The case is interesting in part because the defendant was a city, developing a shopping mall as part of a downtown redevelopment scheme. The mayor and other city representatives worked hard to convince the tenant to open a hardware store at the location. When the tenant balked at the September 1 scheduled commencement date, because one of the principles would have difficulty moving a family to town until the following year, the city officials insisted that it was vital to have that date to coordinate with the general opening of the mall. The tenant agreed to open September 1.

When tenant arrived at the site, however, on September 1, its own space was largely complete, but there were no doors on the entrances to the mall and no parking, and the balance of the mall had no floor at all and, of course, no tenants. Further, demolition that would have resulted in visibility of tenant's site had not yet occurred. Tenant hung plastic over the openings to the mall premises and attempted to operate the store. Were the existing conditions not problem enough, the tenant had to deal with continuing construction all about its premises before the mall ultimately opened nine months late.

By this time tenant had suffered operating losses over ten times those estimated by the True Value franchisor for the entire first year. Lacking adequate resources to absorb these losses, tenant was forced to close and liquidate inventory. It sued the City for its lost investment.

The City first argued that it had never committed to a specific mall opening date. The lease contained an item stating a "Rent Commencement Date" and another item on the next line stating an "Opening Date." Both items showed "approximately September 1," although the "rent commencement date also included the language "or sixty days after Landlord turns building over to Tenant." Common area charges and percentage rent did not commence until the "opening date."

The Eighth Circuit affirmed the holding that as a matter of law that the Lease was ambiguous as to whether the term "opening date" referred to the opening of the shopping center or of the opening of the store, which meant that the jury could rely on extrinsic evidence to interpret the lease.
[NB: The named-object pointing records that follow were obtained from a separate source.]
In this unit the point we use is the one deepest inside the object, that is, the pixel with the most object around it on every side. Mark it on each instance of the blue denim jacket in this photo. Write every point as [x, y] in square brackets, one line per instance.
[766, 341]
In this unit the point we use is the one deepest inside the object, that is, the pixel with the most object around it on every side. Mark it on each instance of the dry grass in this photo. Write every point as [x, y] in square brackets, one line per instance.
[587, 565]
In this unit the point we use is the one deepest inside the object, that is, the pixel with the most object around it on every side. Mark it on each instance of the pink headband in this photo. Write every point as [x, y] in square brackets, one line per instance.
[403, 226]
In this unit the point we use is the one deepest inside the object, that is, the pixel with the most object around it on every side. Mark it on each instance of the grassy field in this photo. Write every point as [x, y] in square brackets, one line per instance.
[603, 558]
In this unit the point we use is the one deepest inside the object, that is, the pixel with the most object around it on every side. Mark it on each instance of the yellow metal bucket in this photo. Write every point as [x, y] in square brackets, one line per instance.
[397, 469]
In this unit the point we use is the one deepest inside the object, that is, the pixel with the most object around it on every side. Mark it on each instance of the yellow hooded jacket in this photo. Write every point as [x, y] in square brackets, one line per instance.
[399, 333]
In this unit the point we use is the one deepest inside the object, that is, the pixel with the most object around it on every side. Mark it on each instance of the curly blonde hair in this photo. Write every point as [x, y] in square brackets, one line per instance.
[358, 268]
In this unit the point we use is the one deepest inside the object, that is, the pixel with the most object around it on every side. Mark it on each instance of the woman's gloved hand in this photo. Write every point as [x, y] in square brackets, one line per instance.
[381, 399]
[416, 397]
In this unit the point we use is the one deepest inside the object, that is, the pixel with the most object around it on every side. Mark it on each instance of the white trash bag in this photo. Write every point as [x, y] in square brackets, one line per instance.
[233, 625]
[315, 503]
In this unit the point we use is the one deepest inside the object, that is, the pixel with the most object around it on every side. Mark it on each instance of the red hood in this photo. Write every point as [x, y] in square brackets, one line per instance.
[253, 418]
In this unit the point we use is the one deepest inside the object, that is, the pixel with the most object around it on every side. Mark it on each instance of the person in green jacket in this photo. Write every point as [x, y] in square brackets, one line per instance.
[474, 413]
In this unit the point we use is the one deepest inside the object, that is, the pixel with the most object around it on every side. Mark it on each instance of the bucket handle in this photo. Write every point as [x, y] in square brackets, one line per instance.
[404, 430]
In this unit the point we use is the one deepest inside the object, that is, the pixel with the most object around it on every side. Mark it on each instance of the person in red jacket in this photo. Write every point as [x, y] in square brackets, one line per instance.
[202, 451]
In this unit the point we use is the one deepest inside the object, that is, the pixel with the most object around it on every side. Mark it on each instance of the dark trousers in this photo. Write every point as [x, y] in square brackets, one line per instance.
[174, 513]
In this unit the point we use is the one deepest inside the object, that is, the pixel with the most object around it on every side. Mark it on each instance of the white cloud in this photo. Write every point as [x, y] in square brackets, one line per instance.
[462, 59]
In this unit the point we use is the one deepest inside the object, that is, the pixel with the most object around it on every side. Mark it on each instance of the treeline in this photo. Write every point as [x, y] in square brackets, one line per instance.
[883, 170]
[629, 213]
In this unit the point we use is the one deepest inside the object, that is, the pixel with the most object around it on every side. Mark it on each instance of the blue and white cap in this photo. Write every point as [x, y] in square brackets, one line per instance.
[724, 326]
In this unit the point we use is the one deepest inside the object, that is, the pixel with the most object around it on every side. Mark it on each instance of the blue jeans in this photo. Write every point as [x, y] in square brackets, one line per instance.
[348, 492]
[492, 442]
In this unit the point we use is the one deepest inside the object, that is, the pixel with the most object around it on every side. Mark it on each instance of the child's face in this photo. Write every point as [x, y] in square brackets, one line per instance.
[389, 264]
The jury found that "Opening Date" was intended by the parties to be the date on which the Landlord was to have opened the shopping center.

The court also found that there was sufficient evidence to support the jury's finding that the Landlord's breach of the promised opening date was the proximate cause of Tenant's losses, because the evidence presented on the condition of the shopping center was sufficient to show that customers were either unaware that the Tenant's store was open or preferred to shop in more convenient and inviting surroundings rather than at a shopping center that looked like a construction site.

Specifically, the court also found that the "New Business Rule," which precludes recovery of anticipated profits of new commercial enterprises because they are too speculative. did not apply in this case because Tenant was claiming not the amount of lost profits or sales, but rather the amount of the investment that was lost due to the unrealized sales caused by the Landlord's breach of its promise to open the shopping center by a certain date.

Comment 1: Aside from the great joy of seeing a small tenant prevail against the City in such a case (albeit only after ruinously expensive litigation)the case is useful because it deals with a relatively common dispute and provides rare appellate level discussion on some of the issues.

Comment 2: Note, for instance, that the court does not even question the notion that the reference to "commencement date" in the lease terms section constituted a binding promise on the part of the landlord to have the overall mall completed by that date, and not just a trigger for the commencement of certain economic terms. Although there was extrinsic evidence suggesting that this was a correct interpretation, the court does not show why the lease was ambiguous in this respect, assuming that "commencement date" indeed referred to the opening of the mall.

Comment 3:  Note also the fact that although the evidence rules precluded proof of lost profits from a new business, the court permitted exactly the same proof as the first step in a causal chain showing that the failure to open the rest of the mall led to reduced revenue for tenant and hence justified tenant's closing its store and suffering its damages. To know that the tenant suffered losses, it was necessary to know what returns the tenant expected with the mall open. If consideration of this question is speculative for the one purpose, how is it less so for the other purpose?

Comment 4: It is not that uncommon for unsophisticated mall tenants to fail to take into account the ruinous impact that continued construction activities can have on their business. Not only should they be certain that initial construction is over before they are obligated to begin their lease, but also should establish protection against business interference caused by construction related to renovation or locating or relocating other tenants.